Black Farmers And Agriculturalists Association Rejects President Donald Trump’s $12B Farmer Bridge Assistance Program – AfroTech


Black farmers are rejecting President Donald Trump’s Farmer Bridge Assistance Program.
On Dec. 8, it was announced in a press release that the U.S. Department of Agriculture (USDA) was offering $12 billion in one-time bridge payments to assist farmers who have been impacted by market conditions and rising production costs, with the blame placed on the Biden Administration.
Farmer Bridge Assistance Program
Eleven billion dollars of that funding will support the Farmer Bridge Assistance (FBA) Program, which will benefit U.S. row crop farmers producing barley, chickpeas, corn, cotton, lentils, oats, peanuts, peas, rice, sorghum, soybeans, wheat, canola, crambe, flax, mustard, rapeseed, safflower, sesame, and sunflower, notes the release.
The program is intended to support farmers until further investments come from the One Big Beautiful Bill Act on Oct. 1, 2026.
“Four years under the failed Biden Administration continues to leave the American farm economy reeling from record inflation, a depleted farm safety net, and delayed disaster assistance. The lack of new trade deals under the last Administration turned a trade surplus under Trump into a $50 billion trade deficit, causing our farmers to lose markets and feel acute pain from lower commodity prices. President Trump will not let our farmers be left behind, so he directed our team to build a bridge program to see quick relief while the President’s dozens of new trade deals and new market access take effect,” said U.S. Secretary of Agriculture Brooke Rollins in the news release.

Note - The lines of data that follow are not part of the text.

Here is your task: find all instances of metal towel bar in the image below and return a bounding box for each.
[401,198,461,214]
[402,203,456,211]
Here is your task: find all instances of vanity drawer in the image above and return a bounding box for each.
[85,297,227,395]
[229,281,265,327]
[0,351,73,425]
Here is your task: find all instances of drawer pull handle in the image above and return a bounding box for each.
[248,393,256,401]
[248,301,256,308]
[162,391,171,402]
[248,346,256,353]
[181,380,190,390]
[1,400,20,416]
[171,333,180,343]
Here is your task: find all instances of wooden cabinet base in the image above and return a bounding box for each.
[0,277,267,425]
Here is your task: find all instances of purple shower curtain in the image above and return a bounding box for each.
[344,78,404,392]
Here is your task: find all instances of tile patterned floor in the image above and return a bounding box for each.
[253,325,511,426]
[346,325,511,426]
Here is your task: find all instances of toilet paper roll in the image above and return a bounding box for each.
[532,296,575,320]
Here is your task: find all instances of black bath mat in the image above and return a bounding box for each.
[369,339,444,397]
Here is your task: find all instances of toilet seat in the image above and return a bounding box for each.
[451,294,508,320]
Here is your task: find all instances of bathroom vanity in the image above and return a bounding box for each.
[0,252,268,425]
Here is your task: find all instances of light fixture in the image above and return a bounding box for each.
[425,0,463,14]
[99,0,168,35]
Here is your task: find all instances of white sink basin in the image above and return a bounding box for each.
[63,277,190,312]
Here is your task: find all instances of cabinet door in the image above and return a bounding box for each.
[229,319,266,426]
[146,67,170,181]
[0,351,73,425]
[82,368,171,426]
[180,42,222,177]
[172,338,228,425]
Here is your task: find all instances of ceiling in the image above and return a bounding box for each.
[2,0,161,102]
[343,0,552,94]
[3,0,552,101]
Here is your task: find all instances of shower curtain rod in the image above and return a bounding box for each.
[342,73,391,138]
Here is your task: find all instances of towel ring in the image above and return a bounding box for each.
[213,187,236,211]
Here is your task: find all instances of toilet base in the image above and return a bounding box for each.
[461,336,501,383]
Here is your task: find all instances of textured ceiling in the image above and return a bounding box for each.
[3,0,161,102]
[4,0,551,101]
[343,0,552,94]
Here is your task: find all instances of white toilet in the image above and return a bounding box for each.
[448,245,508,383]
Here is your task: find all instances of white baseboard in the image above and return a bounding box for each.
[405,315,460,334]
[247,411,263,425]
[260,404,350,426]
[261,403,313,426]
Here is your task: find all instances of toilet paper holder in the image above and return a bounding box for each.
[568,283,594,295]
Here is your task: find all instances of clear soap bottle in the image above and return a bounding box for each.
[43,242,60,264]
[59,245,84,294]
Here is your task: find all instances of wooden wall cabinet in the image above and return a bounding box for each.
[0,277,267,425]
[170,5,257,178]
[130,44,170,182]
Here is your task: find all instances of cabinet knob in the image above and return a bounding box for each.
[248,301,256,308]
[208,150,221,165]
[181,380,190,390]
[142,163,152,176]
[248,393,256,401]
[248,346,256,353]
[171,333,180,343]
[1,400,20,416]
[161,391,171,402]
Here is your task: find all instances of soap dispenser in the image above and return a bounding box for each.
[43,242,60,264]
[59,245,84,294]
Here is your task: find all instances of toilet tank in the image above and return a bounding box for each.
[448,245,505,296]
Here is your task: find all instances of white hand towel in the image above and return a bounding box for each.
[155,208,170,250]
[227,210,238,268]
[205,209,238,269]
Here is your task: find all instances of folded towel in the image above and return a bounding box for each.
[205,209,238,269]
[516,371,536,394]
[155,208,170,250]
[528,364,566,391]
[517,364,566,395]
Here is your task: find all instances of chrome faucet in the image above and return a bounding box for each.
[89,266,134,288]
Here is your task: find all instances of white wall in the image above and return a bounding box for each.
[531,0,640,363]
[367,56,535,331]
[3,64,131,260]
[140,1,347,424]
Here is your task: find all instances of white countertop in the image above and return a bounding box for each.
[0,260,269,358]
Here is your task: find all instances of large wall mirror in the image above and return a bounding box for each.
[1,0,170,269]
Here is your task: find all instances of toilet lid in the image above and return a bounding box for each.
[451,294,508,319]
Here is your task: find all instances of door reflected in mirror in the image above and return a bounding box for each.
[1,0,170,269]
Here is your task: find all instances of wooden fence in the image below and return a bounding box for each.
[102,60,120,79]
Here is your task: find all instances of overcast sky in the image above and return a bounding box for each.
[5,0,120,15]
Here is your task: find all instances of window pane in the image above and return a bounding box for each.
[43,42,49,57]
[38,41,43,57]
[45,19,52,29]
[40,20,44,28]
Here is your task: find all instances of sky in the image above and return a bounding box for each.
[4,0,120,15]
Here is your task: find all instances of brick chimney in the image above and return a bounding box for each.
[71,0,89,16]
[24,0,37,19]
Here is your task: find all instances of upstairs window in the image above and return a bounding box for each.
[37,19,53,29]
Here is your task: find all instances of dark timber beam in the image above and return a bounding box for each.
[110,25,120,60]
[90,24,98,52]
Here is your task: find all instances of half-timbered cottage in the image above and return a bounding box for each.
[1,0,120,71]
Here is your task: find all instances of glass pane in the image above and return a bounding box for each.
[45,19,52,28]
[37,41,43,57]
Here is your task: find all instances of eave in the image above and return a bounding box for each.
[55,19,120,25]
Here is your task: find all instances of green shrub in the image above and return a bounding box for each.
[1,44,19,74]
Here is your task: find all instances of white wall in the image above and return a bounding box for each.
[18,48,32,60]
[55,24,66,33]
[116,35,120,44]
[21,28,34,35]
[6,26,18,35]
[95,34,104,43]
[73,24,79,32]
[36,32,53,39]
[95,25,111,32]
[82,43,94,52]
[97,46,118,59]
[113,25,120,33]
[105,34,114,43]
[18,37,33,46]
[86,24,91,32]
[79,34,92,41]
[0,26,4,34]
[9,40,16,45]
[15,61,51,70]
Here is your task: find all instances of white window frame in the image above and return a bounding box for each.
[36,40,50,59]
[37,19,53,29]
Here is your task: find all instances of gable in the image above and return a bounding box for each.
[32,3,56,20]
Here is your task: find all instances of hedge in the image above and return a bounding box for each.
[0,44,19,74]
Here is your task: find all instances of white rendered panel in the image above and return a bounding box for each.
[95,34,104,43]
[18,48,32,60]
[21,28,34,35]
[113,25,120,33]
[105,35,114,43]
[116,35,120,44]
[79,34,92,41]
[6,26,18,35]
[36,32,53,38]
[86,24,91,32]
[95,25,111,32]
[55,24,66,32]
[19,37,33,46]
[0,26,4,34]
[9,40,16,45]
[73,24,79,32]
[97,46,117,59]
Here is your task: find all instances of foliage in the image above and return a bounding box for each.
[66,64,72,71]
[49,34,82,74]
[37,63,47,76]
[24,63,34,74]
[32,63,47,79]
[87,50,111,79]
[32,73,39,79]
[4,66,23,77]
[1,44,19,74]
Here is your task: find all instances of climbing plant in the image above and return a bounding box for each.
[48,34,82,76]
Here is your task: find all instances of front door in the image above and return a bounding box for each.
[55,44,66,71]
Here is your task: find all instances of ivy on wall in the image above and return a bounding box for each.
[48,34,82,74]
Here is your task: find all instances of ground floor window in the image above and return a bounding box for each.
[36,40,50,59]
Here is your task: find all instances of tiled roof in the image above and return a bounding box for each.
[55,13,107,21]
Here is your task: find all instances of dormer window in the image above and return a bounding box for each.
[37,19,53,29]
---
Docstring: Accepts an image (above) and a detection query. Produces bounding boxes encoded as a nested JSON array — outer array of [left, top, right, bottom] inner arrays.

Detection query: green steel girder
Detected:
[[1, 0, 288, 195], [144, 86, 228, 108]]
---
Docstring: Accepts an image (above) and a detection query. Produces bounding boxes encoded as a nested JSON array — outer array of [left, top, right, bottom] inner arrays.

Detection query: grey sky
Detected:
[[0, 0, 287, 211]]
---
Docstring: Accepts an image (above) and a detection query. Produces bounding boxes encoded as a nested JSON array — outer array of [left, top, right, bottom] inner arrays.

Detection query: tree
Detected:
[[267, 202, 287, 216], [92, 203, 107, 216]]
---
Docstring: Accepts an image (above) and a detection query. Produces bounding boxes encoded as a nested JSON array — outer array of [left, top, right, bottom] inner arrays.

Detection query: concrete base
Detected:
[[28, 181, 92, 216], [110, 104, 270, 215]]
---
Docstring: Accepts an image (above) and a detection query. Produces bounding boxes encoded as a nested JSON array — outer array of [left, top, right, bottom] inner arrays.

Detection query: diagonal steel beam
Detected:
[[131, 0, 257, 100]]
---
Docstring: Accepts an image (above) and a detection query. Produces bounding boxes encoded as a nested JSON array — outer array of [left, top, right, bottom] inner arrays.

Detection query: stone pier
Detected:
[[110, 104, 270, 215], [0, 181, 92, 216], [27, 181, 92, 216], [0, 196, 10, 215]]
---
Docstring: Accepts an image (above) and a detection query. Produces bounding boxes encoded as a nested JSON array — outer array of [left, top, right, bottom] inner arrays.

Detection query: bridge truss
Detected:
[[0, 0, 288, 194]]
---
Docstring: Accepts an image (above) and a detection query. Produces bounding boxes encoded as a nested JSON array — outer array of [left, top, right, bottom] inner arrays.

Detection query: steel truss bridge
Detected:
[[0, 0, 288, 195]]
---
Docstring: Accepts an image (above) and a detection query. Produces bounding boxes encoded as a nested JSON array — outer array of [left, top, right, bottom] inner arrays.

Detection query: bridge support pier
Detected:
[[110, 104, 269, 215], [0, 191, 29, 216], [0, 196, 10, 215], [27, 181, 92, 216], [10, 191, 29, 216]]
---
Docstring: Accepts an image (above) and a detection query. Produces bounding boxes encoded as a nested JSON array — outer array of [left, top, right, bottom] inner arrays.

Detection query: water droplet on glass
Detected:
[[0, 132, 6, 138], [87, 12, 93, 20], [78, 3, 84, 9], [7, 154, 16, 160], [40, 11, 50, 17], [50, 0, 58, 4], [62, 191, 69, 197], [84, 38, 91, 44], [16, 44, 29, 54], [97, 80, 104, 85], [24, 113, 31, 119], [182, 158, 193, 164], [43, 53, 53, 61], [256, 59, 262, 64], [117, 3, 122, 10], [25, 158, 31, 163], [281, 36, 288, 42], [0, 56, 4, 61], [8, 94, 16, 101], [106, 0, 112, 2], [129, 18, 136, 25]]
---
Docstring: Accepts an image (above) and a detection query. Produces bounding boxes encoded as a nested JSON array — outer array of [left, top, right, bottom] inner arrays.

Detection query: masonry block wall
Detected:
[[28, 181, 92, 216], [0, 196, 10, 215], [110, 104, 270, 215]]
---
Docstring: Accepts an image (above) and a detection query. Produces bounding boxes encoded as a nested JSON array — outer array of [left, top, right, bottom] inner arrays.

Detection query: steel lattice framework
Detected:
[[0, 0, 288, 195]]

“The plan we are announcing today ensures American farmers can continue to plan for the next crop year. It is imperative we do what it takes to help our farmers, because if we cannot feed ourselves, we will no longer have a country,” Rollins continued.
The Rejection
The Black Farmers and Agriculturalists Association — which represents farmers, land owners, and heirs of black farmers nationwide — is calling the FBA program “racist,” according to Fox13 Memphis. Thomas Burrell, president of the Black Farmers and Agriculturalists Association, says the program doesn’t consider trade agreements with African countries and doesn’t mention support for farmers who harvest tobacco, sugarcane, peanuts, pork, and livestock, many of whom he said were Black.
The program has also been criticized by Black farmers who have “faced challenges accessing programs requiring enrollment or acreage reporting with the USDA,” notes Black Enterprise.
“Ordinarily, BFAA would not be indifferent to the plight of all farmers,” said Burrell, according to Action News 5.
Burrell also commented that 20 million acres were owned by Black Americans in 1910, but the majority of the land is no longer under their ownership as a result of discriminatory practices.
“So what we’re arguing here is: If the Constitution there is what was being used to deprive African American farmers from a congressional mandate for receiving money that they were to receive as a victim for racial discrimination by the USDA. How can this same agency now — USDA vis-à-vis the president — use its discretion to give to this group of farmers currently,” he said, according to Fox13 Memphis.
Fox13 Memphis reported that the grievances addressed by the Black Farmers and Agriculturalists Association have escalated to a legal case that the association intends to file with the Supreme Court. Burrell says the issue is larger than a single payout and has broader implications for civil rights.
“We’re going to have to go again to the highest court of the land,” he told the outlet.